Cristóbal Colón partió el 3 de agosto de 1492 desde Palos de la Frontera, en Huelva, con un objetivo claro: llegar a un continente desconocido. Aunque prometió a los Reyes Católicos una ruta más corta hacia Asia, su verdadero interés era encontrar tierras ricas en oro, plata y esclavos.
El almirante contaba con información privilegiada gracias a los mapas y cartas náuticas de su suegro, Bartolomeu Perestrello, un noble portugués experto en navegación atlántica. Estos documentos le dieron la certeza de que, navegando hacia el oeste, encontraría nuevas tierras llenas de riquezas.
En el siglo XV, España y Portugal competían por el control de rutas comerciales y la expansión territorial. Portugal buscaba dominar el comercio de especias bordeando África, mientras que España, bajo el reinado de Isabel I de Castilla y Fernando II de Aragón, confiaba en Colón para encontrar una nueva ruta hacia Asia.
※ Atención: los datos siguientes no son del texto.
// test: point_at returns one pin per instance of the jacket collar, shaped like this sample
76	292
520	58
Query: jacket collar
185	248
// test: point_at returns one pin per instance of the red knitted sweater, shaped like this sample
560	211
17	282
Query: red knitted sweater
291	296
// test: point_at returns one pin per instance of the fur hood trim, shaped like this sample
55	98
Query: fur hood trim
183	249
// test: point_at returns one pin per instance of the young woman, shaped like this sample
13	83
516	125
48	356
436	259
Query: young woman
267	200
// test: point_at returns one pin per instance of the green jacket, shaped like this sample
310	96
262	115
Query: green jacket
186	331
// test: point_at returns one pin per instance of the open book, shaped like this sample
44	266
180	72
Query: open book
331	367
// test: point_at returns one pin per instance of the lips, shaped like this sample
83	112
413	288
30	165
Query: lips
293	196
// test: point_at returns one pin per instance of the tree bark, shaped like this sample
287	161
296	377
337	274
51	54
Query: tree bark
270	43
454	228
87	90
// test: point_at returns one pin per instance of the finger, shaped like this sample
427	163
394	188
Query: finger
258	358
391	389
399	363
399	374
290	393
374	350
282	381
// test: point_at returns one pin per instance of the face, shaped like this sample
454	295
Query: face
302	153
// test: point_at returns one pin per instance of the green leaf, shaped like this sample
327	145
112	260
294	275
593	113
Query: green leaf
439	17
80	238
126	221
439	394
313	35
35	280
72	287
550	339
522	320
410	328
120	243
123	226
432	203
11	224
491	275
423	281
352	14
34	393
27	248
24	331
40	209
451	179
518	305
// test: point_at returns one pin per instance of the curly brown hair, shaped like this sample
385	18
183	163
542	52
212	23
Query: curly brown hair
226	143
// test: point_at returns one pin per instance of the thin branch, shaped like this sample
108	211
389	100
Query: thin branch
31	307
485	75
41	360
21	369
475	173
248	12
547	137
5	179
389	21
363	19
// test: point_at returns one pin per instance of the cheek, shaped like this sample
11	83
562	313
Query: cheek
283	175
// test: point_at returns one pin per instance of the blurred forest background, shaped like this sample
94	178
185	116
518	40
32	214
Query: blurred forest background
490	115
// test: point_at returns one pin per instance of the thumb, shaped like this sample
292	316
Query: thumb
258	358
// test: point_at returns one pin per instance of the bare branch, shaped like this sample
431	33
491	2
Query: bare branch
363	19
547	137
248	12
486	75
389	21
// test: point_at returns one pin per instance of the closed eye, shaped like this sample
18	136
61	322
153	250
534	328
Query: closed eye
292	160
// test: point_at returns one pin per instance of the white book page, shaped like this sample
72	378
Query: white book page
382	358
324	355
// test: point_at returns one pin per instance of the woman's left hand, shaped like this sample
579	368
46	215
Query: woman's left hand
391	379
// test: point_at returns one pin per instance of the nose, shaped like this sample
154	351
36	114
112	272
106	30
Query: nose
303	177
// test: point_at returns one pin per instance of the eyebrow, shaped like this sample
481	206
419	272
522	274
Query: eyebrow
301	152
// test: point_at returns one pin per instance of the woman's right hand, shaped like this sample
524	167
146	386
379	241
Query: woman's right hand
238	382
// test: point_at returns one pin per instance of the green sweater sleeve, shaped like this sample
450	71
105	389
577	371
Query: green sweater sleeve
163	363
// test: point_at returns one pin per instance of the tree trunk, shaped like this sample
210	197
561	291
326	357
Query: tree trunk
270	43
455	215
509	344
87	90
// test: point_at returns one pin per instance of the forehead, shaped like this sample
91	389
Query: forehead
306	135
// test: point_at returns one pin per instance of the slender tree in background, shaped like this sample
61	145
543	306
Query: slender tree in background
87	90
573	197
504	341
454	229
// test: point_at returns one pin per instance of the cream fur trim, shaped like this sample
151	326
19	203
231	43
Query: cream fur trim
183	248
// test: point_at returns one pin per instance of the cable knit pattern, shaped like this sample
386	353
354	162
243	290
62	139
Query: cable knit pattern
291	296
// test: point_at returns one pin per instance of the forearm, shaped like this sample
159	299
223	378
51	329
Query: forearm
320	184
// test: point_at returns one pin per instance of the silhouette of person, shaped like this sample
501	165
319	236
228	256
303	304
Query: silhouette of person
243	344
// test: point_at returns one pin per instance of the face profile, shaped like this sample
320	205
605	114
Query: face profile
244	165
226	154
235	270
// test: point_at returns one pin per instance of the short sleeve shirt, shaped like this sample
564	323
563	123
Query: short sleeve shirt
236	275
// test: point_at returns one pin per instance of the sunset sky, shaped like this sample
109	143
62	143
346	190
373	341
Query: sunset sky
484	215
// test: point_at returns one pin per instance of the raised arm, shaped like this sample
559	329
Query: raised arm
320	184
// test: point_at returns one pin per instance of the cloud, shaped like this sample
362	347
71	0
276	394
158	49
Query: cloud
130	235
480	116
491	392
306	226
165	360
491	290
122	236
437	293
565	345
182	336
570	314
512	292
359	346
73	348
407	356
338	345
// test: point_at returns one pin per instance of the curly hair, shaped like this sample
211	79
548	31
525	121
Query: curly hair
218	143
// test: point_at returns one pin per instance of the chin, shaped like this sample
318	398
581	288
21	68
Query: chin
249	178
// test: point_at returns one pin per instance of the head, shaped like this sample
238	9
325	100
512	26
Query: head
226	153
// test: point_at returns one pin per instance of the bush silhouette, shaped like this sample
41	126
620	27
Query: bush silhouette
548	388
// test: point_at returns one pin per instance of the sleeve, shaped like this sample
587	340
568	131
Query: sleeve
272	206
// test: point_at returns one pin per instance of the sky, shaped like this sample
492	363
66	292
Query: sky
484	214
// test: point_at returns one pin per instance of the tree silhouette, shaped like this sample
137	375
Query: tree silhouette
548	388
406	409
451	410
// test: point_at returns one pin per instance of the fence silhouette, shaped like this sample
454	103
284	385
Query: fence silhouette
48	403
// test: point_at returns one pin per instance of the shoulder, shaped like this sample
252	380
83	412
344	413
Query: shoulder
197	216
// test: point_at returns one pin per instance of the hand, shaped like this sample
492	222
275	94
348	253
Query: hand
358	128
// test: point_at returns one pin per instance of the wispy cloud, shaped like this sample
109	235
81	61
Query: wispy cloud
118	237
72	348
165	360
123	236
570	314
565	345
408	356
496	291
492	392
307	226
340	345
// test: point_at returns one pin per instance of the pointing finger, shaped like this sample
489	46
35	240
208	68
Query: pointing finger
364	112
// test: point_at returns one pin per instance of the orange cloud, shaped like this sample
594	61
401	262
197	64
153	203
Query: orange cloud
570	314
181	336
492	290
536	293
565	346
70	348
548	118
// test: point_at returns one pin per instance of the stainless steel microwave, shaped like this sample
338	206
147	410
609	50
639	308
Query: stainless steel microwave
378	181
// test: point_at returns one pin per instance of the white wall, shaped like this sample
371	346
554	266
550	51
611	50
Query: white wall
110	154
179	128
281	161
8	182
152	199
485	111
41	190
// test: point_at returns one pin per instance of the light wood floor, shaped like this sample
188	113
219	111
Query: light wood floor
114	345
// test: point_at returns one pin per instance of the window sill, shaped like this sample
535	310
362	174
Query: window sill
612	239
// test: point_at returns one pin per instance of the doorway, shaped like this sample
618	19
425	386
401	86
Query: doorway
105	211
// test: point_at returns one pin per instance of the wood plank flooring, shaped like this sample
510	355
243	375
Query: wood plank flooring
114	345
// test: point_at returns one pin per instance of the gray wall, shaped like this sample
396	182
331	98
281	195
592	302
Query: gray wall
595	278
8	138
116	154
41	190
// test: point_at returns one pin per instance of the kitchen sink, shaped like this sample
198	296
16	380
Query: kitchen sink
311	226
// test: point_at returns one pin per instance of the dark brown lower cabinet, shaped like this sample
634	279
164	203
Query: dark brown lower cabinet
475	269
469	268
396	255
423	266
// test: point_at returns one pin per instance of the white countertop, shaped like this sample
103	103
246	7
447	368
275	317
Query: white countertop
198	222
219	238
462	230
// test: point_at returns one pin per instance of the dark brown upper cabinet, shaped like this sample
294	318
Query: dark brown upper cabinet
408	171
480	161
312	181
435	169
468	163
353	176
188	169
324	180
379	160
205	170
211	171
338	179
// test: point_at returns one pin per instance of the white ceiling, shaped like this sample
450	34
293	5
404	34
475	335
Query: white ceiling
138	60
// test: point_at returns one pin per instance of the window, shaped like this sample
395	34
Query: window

Colón fue un hábil negociador. Presentó cifras erróneas pero convincentes para asegurar el apoyo de los monarcas. En las Capitulaciones de Santa Fe, prometió acceso directo a las riquezas de las Indias, aunque muchos historiadores creen que sabía que sus cálculos eran incorrectos.
Expertos como Samuel Eliot Morison y Juan Manzano y Manzano sostienen que Colón manipuló datos deliberadamente para hacer viable su proyecto. Algunos incluso sugieren que podría haber actuado como agente del rey de Portugal, Juan II, para desviar la atención de los Reyes Católicos.
En resumen, Colón no fue del todo honesto con los monarcas españoles. Su viaje, aunque histórico, estuvo marcado por la ambición y la astucia, cambiando para siempre el curso de la historia.